Que représentent ces exonérations, en termes de manque à gagner fiscal ? Aucune idée. Ce qui est sûr par contre, c’est l’augmentation inévitable des dépenses fiscales (DF) dont l’existence même est souvent contestable et qui se chiffrent déjà à une moyenne annuelle vertigineuse de 34 milliards de DH. Une évaluation qui reste purement budgétaire et dont les méthodes sont scientifiquement discutables.
Ainsi, dans le rapport des DF de l’année 2017, 309 mesures fiscales dérogatoires ont été évaluées budgétairement, sur 418 mesures fiscales dérogatoires recensées, soit presque 74% du total desdites mesures recensées. Entre 2016 et 2017, les DF sont passées de 32 423 millions de DH à 33 421 millions de DH, soit une hausse de 3,1%. D’après le même rapport, le montant des DF afférentes à l’IS, correspondant à 66 mesures évaluées sur 99 mesures fiscales dérogatoires recensées, aurait connu une baisse de moins 12%, passant de 5 150 millions de DH à 4 533 millions de DH, pour un montant total des DF de 33 421 millions de DH. A elles seules, les DF spécifiques aux industries alimentaires ont atteint, en 2017, 2307 millions de DH, soit 6,9% du total des DF, pour la même année, et 50,89% des DF relatives à l’IS.

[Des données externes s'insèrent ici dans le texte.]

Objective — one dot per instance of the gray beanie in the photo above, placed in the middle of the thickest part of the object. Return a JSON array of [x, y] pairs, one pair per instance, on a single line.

Ainsi, le montant des DF afférentes à l’IS devra inévitablement connaître une hausse, en fonction des créations d’entreprises relevant des sous-secteurs bénéficiaires dont la liste a été fixée par décret (Voir tableau 1).
Indirectement, les « nouveaux cadeaux fiscaux» vont aussi certainement inciter les entreprises industrielles individuelles qui n’ont pas adopté la forme de société, et qui donc ne relèvent pas de l’IS, à se transformer juridiquement en personnes morales assujetties à l’IS. Mais cette transformation juridique sera-t-elle considérée fiscalement comme une nouvelle création donnant droit au bénéfice de l’exonération totale temporaire de 5 ans ? La réponse devrait être, en principe, favorable si l’intention officielle est de contribuer à la création d’un environnement favorable à l’évolution et à la mutation du tissu économique.
Pendant ce temps, l’évaluation autre que budgétaire, c’est-à-dire devant permettre d’apprécier la pertinence et l’impact socio-économique des dérogations fiscales, devra attendre.